С точки зрения закона и житейской логики эти люди — предатели. Их судили заочно, и приговаривали, как правило, к смертной казни. Иногда выслеживали и убивали без суда и следствия. Впрочем, ныне прежней неотвратимости наказания нет. Во всяком случае, многие «невозвращенцы» живут в приютивших их странах более или менее открыто: пишут книги, выступают с лекциями, участвуют в работе каких-то фондов…

Нельзя, тем не менее, всех «невозвращенцев» мерить одной меркой. В чем можно упрекнуть оставшихся за рубежом в ходе сталинских «чисток» конца 1930-х годов, узнавших об арестах разведчиков по окончанию Второй мировой войны? Тогда в число арестованных и осужденных попали такие видные фигуры, как руководители легендарной «Красной капеллы» Анатолий Гуревич (Кент), Леопольд Треппер, Шандор Радо.

Перед бойцами «тайного фронта» стоял нелегкий выбор: возвращение домой было чревато непредсказуемыми последствиями, встать на путь невозвращенца тоже нелегко — и в моральном плане, и из опасения последствий — могли пострадать (и, как правило, страдали) близкие. Спастись, как хорошо понимали многоопытные разведчики, было трудно: пресловутые «длинные руки» знали свое дело.

Уцелели единицы. В их числе — майор госбезопасности (звания офицеров НКВД отличались от общеармейских, по нынешней табели о рангах это — генерал-майор — В.Д.) Александр Орлов.
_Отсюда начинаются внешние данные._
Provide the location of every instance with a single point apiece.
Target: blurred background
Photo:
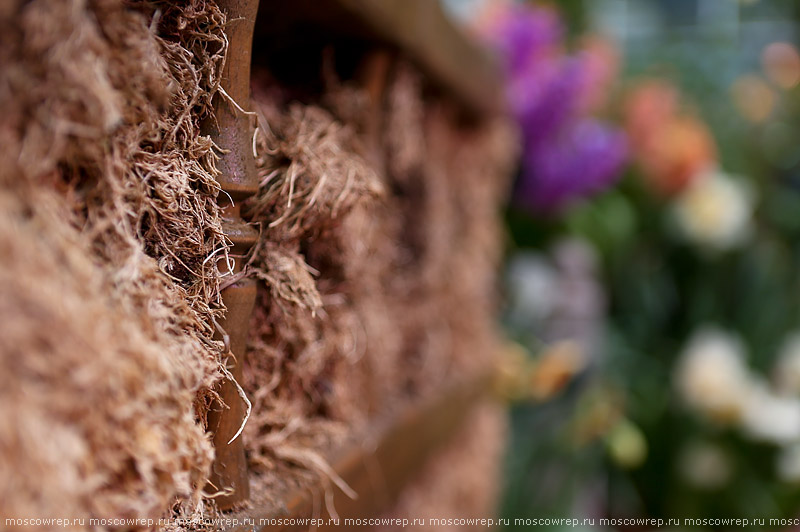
(652, 287)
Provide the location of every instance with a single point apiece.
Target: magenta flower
(565, 155)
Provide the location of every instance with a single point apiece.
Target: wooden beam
(380, 466)
(419, 29)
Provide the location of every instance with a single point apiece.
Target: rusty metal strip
(232, 130)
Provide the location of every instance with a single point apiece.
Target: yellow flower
(715, 211)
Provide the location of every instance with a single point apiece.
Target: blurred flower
(781, 64)
(715, 211)
(519, 34)
(532, 286)
(676, 153)
(671, 147)
(627, 445)
(555, 368)
(754, 99)
(787, 368)
(705, 465)
(787, 464)
(566, 155)
(601, 59)
(712, 377)
(514, 367)
(584, 159)
(648, 106)
(770, 417)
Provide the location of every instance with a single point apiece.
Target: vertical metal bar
(232, 130)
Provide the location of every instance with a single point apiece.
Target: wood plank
(382, 464)
(419, 29)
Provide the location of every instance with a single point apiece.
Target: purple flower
(583, 159)
(546, 97)
(520, 34)
(565, 155)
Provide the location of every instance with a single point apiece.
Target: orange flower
(671, 147)
(676, 153)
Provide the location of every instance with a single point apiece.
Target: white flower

…21 августа 1895 года в городе Бобруйске в семье мелкого служащего лесного ведомства Лазаря Фельдбина родился сын Лейбл. У Лазаря Фельдбина нашлись необходимые средства, и он смог оплатить учебу сына в гимназии. Но лишь отчасти, и потому с шестнадцатилетнего возраста Лейбл подрабатывал частными уроками. Гимназию окончил довольно поздно, скорее всего, экстерном.

В 1916 году Лейбл Фельдбин поступил на юридический факультет Московского университета. В этом же году его призвали в армию и определили в размещенный в Царицыне (ныне Волгоград) студенческий батальон, где, как указано в одном из справочных изданий, «служили неблагонадежные элементы».
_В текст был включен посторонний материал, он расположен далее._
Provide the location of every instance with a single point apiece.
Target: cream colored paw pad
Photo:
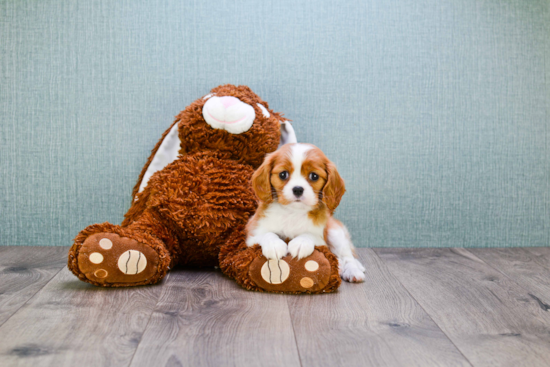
(132, 262)
(96, 258)
(101, 273)
(311, 265)
(106, 244)
(275, 271)
(306, 282)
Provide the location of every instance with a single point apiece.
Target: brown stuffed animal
(193, 199)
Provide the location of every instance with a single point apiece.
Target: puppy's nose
(298, 191)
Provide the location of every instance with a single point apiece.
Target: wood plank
(205, 319)
(72, 323)
(24, 270)
(375, 323)
(522, 266)
(542, 255)
(491, 319)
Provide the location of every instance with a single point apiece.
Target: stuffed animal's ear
(162, 155)
(287, 133)
(261, 180)
(334, 187)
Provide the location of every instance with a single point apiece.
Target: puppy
(299, 189)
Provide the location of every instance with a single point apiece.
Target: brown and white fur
(299, 189)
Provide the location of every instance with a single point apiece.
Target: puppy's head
(299, 175)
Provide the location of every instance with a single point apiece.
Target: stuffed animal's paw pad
(110, 258)
(291, 275)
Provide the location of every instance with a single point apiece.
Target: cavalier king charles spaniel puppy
(299, 189)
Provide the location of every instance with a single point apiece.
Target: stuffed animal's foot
(113, 260)
(311, 274)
Февральская революция способствовала военной карьере Фельдбина (он окончил школу прапорщиков) и повлияла на его политические пристрастия. Фельдбин вступил в партию социал-демократов или объединенных интернационалистов, как они себя именовали. В результате внутрипартийных трансформаций партия раскололась. И какая-то её часть примкнула к большевикам. Лейбл Фельдбин был в числе своевременно осознавших и вовремя примкнувших.
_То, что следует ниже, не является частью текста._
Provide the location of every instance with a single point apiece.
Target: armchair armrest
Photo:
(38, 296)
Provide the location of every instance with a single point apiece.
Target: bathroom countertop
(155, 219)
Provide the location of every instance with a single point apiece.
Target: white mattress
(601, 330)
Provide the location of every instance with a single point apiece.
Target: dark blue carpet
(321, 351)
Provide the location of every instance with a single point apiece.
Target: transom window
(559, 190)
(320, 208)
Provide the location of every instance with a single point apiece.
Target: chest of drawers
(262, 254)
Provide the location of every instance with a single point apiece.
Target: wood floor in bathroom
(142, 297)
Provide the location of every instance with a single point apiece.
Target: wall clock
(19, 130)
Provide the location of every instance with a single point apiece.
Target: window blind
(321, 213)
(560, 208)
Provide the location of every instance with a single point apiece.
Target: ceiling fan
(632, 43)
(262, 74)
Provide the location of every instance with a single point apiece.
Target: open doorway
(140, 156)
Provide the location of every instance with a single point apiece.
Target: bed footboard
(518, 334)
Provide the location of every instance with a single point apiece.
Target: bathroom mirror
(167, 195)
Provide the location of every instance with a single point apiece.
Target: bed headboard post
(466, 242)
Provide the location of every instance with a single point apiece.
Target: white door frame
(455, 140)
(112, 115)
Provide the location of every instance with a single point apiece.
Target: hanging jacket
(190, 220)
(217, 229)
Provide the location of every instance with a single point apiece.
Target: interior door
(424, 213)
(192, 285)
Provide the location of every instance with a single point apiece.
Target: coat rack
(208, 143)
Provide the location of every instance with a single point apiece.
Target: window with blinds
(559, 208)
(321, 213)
В предисловии к своей нашумевшей книге «Тайная история сталинских преступлений» Александр Орлов (одна из конспиративных фамилий Фельдбина) пишет: «Я принимал активное участие в гражданской войне, сражался в рядах Красной армии на Юго-Восточном фронте, где командовал партизанскими отрядами, действовавшими в тылу врага и отвечал также за контрразведку». Судя по другим источникам, Фельдбин был зачислен в Особый отдел 12-й армии и назначен следователем. В 1921 году он вернулся в Москву.

Проявившему себя в Гражданскую войну особисту, недоучившемуся студенту дали возможность получить юридическое образование. Его направили в престижную Школу правоведения при Московском университете. Учился Фельдбин, как тогда говорилось, без отрыва от производства: занятия в Школе совмещал с работой следователя Верховного трибунала при ВЦИК. Опытных специалистов не хватало, такое совмещение было в порядке вещей.

По окончанию учебы Лейбл Фельдбин сменил имя и фамилию — стал Львом Никольским. В те годы еврейская фамилия сама по себе не препятствовала карьере, так что, скорее всего, свою роль сыграла служебная необходимость. Для разведчика смена фамилии была делом обыденным — строгие законы конспирации и всё такое…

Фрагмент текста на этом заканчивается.